Психология – это наука?

Психологий много – соответственно, есть и чисто научные течения. Они имеют дело, например, с ощущениями или с тем, какую роль в определении расстояния играет движение глазного яблока, – такие вещи изучаются с использованием технически очень изощренных экспериментов, и все это ничем не отличается от любой другой науки о природе. Но есть психологии, которые имеют дело с человеческой деятельностью, мотивациями, общественным контекстом человеческой работы, с тем, как люди рассказывают о своих интересах, – это тоже часть психологического мышления, но оно никак не связано с выяснением физической причинности. Здесь речь идет о таких нефизических вещах, как интересы или намерения.

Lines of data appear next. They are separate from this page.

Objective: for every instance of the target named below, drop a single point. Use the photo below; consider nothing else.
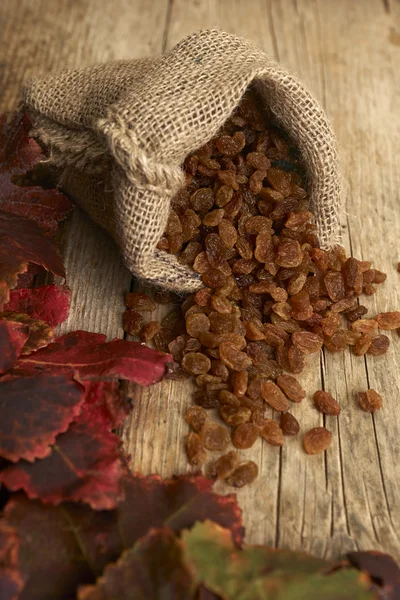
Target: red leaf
(39, 333)
(11, 581)
(23, 242)
(106, 402)
(34, 409)
(84, 465)
(19, 154)
(12, 339)
(154, 568)
(383, 571)
(49, 303)
(90, 357)
(76, 542)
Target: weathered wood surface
(347, 52)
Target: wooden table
(348, 53)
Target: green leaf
(153, 568)
(260, 573)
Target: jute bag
(119, 133)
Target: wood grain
(348, 54)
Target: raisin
(296, 221)
(353, 276)
(243, 475)
(196, 416)
(239, 382)
(224, 466)
(307, 342)
(334, 283)
(379, 345)
(301, 306)
(213, 218)
(388, 321)
(233, 358)
(214, 437)
(139, 301)
(132, 322)
(221, 304)
(149, 331)
(317, 440)
(196, 363)
(234, 415)
(227, 233)
(203, 296)
(289, 254)
(370, 401)
(280, 181)
(272, 433)
(291, 387)
(274, 396)
(326, 403)
(230, 146)
(245, 435)
(195, 449)
(197, 324)
(364, 325)
(289, 424)
(362, 346)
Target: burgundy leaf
(39, 333)
(76, 542)
(12, 339)
(49, 303)
(91, 357)
(23, 242)
(84, 466)
(11, 581)
(106, 402)
(34, 409)
(383, 571)
(19, 154)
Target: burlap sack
(119, 133)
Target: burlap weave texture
(119, 133)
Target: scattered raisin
(317, 440)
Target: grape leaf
(77, 542)
(261, 573)
(23, 242)
(107, 403)
(84, 465)
(39, 333)
(153, 568)
(34, 409)
(18, 154)
(48, 303)
(383, 571)
(11, 581)
(91, 357)
(12, 339)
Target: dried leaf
(90, 357)
(49, 303)
(154, 568)
(12, 339)
(23, 242)
(76, 542)
(263, 573)
(18, 154)
(34, 409)
(40, 334)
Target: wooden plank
(326, 505)
(43, 36)
(347, 54)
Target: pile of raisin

Причина, по которой мне интересна психология… сама по себе она меня не интересует, мне кажется, что по большей части это полная ерунда…

По большей части да.

Так вот, психология меня интересует только в том плане, что мне хочется понять, как мы – под «мы» я имею в виду западную цивилизацию – оказались в том дерьме, в каком оказались.

Вы имеете в виду…

Сейчас я объясню. Пару лет назад я вдруг понял, что XX век был захвачен какими-то идиотическими психологическими теориями, создававшимися под конкретные цели, а потом распространявшимися в обществе, где они и разрушили имевшиеся на тот момент представления человека о самом себе. Это были какие-то типологии, мифологии довольно иррационального свойства, претендующие на нечто большее, на нечто достойное, основывающееся на знании. И вот после такого воинственного предисловия я хочу узнать у вас, каким образом и откуда возникло это господство различных психологических теорий в западном мире в XX веке.

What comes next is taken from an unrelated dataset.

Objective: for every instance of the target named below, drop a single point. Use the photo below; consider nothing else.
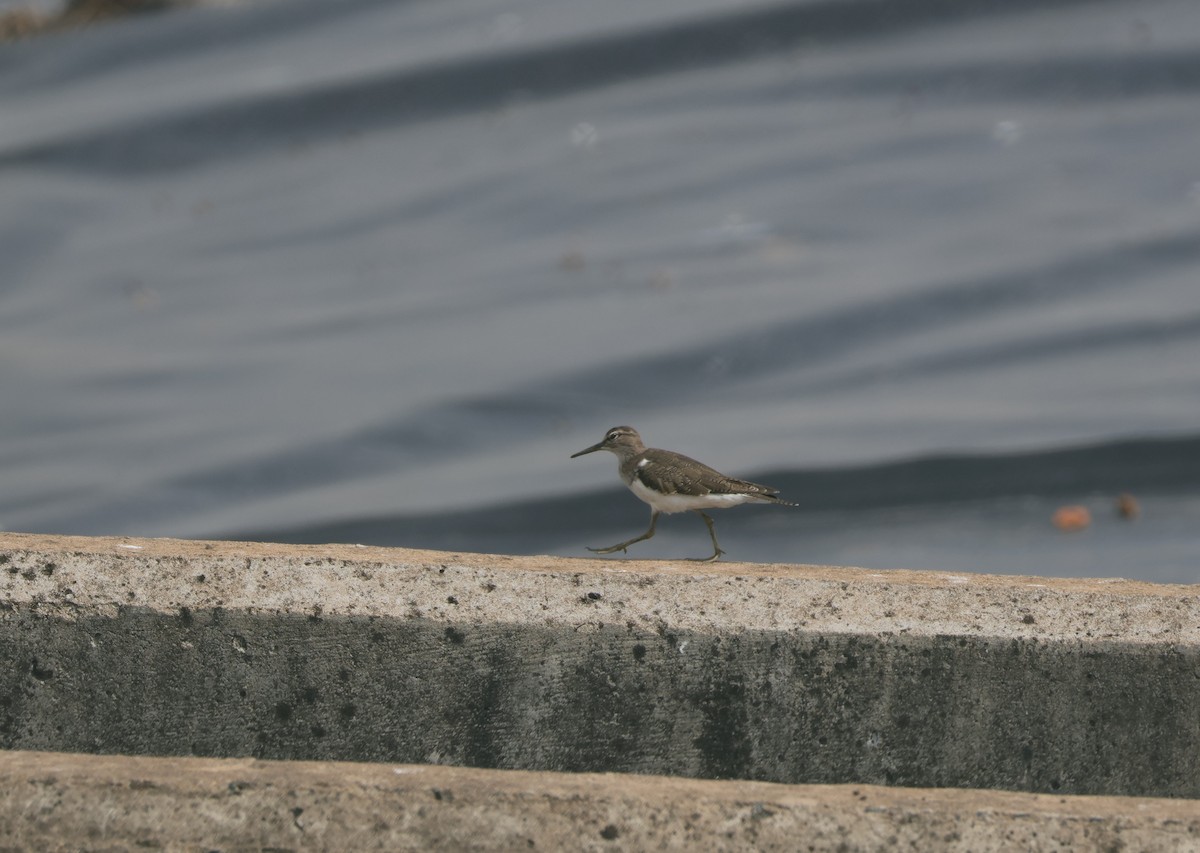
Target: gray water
(371, 271)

Мне этот вопрос представляется очень интересным, и если мы хотим понять, как наши современники в нашей части мира пытаются справиться со своими повседневными проблемами, мы должны понять, почему они думают об этих проблемах в психологических терминах. Мне кажется, это современный феномен. И я согласен с вами, этот феномен с каждым днем включает в себя все больше и больше очень поверхностных практик. Но даже притом, что это так, это не значит, что проблемы, с которыми эти практики должны иметь дело, какие-то несерьезные. Страдание – вполне реальная вещь. В такого рода спорах лакмусовой бумажкой часто является психоанализ: то, какую позицию человек занимает по отношению к психоанализу, часто выражает его взгляды по более широкому кругу проблем, связанных с ценностью психологии для общества. Теперь, откуда все эти теории появляются. Раньше было принято считать, что их порождает подъем науки: с Дарвином передовые научные идеи переходят из физики в биологию, жизнь начинают понимать в биохимических терминах и терминах молекулярной биологии, а психология – это применение такого рода мышления к умственной деятельности и душевной жизни. Так это объясняется традиционно. Но в XX веке поражает огромное разнообразие этих психологий, причем все они претендуют на место в авангарде научного знания, что само по себе вызывает недоверие: если они все не согласуются друг с другом, то ни одна из них не может претендовать на статус объективного научного знания. И разброс здесь очень велик: от бихевиоризма, с одной стороны, до психоанализа – с другой. Но можно рассказать и другую историю психологии, в которой все эти теории будут приходить не из науки, а из размышлений о том, как организовать общество, как упорядочить человеческие взаимоотношения, как управлять и администрировать. И такой взгляд…

Очевиден, скажем, в тезисе Уотсона о том, что психология занимается методами организации и контроля за человеческим поведением.

Да, организация и контроль за поведением, именно так. Из этого тезиса следует, что корни психологии вовсе не в науке, а в…

Социальной инженерии.

…в социальной инженерии. Но этот более широкий взгляд на психологию и ее развитие многим обязан рассуждениям Мишеля Фуко о способе управления современными обществами и о том, что управление в современном обществе стало осуществляться через тело, что это уже не политический контроль, направленный сверху вниз. В современных либеральных демократиях возникают формы контроля изнутри человека, это интернализированная, индивидуализированная система контроля. Таким образом, можно сказать, что психология – это один из видов управления в либеральных демократиях и она очень отличается от системы управления в автократиях и при тоталитаризме.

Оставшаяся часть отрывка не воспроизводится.